Safelite, Byrd, Respond to Amended Complaint in Sexual Harassment Case; Deny Latest Allegations
June 7, 2011
Safelite Glass and an employee named in a sexual harassment suit against the company have responded to the amended complaint filed against them in a federal North Carolina court in March. In the response, the company and Gregory Byrd of the company's Enfield, N.C., manufacturing facility, deny the allegations made against them by former Enfield employee Lee Laraviere-Steele and her husband, Darrell Steele. The company and Byrd also offer several affirmative defenses against the plaintiffs’ claims.
The most recent allegations in the case include sexual harassment, retaliatory discharge, wrongful discharge, negligent infliction of emotional distress, intentional infliction of emotional distress, and loss of consortium.
Laraviere-Steele alleges that "Safelite and Byrd discriminated against [her] by subjecting her to a sexually hostile work environment because of her sex, and by discharging [her] in retaliation for complaining about her sexually hostile work environment." She also claims that the company and Byrd "intentionally and/or negligently inflicted emotional distress upon Laraviere-Steele throughout the foregoing acts." Steele claims he suffered "loss of consortium" as a result of the alleged events.

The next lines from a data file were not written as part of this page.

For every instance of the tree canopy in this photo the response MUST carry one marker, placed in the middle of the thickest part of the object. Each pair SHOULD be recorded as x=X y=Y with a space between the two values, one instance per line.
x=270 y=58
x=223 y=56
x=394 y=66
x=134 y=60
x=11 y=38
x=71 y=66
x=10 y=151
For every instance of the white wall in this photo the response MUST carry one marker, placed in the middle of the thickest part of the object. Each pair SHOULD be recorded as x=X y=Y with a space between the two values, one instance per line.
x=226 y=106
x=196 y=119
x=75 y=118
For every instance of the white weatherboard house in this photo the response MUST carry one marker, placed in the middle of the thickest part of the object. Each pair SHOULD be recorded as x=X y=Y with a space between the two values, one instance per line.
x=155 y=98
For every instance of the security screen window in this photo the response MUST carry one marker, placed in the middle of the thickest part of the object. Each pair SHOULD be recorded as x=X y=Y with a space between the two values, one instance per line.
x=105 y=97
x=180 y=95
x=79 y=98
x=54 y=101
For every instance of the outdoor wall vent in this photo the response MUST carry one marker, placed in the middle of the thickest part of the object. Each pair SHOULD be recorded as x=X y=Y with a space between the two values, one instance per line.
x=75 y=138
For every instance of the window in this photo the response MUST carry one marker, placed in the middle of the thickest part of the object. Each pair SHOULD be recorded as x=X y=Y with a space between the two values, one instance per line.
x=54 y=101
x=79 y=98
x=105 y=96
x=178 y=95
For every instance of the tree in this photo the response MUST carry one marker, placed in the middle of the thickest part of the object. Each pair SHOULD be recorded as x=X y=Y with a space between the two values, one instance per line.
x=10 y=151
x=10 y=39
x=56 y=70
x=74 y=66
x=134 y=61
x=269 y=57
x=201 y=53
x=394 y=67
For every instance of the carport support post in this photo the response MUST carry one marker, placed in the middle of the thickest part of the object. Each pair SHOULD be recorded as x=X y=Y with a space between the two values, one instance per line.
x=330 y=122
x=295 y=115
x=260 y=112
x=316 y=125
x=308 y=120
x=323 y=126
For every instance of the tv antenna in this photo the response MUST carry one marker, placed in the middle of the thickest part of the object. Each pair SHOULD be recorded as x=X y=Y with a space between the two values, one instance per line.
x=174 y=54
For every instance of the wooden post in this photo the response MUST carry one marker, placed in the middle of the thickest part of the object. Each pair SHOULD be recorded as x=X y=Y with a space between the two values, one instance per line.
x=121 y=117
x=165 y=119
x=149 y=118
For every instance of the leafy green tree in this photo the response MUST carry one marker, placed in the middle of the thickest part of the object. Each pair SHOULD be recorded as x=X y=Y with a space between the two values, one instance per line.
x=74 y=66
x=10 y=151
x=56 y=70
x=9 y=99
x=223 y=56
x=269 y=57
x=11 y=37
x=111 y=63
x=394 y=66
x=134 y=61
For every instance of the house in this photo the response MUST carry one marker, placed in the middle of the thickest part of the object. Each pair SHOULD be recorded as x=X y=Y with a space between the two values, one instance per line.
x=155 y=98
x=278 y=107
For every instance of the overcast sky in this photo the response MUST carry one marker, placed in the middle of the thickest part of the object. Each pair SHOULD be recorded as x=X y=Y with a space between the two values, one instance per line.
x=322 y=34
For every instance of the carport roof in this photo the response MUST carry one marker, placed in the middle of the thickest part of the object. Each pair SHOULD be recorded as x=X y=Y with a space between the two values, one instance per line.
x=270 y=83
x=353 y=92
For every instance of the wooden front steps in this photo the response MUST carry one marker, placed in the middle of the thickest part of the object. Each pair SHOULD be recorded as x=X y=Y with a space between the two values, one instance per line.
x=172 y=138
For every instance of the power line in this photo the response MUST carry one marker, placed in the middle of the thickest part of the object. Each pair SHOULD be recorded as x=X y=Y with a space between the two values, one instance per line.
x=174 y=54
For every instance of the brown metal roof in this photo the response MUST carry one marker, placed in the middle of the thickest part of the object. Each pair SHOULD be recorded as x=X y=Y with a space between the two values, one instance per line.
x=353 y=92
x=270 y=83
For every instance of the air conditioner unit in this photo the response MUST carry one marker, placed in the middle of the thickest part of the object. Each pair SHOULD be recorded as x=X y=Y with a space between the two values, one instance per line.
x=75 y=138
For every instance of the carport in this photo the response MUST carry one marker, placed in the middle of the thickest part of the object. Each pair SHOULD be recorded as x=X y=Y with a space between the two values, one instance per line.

While the company admits that Laraviere-Steele, who worked in human resources at the company’s Enfield facility and reported to Byrd, was released from her job in March 2008, the company denies the allegations that her employment was terminated “in retaliation for complaining about her [alleged] sexually hostile work environment.” The company and Byrd also deny claims that Laraviere-Steele was “subject[ed] to a sexually hostile work environment because of her sex …,” among the other allegations in the case.
Safelite and Byrd also allege that the plaintiffs’ claims are barred “because all decisions and actions toward Laraviere-Steele were taken in good faith and for legitimate, non-retaliatory, non-discriminatory reasons,” and that she “failed to advise [Safelite and Byrd] of any claims of a hostile work environment or sexual discrimination … ”
“ … [Laraviere-Steele] failed to pursue internal procedures to remedy any such complaints or problems,” write the defendants. “Had [she] utilized these procedures, some or all of the harm allegedly suffered would have been prevented.”
Safelite and Byrd are represented by Murchison, Taylor and Gibson PLLC of Wilmington, N.C., and Vorys, Sater, Seymour and Pease LLP of Columbus, Ohio.
A trial in the case has been scheduled tentatively for February 2012 in Wilmington, N.C.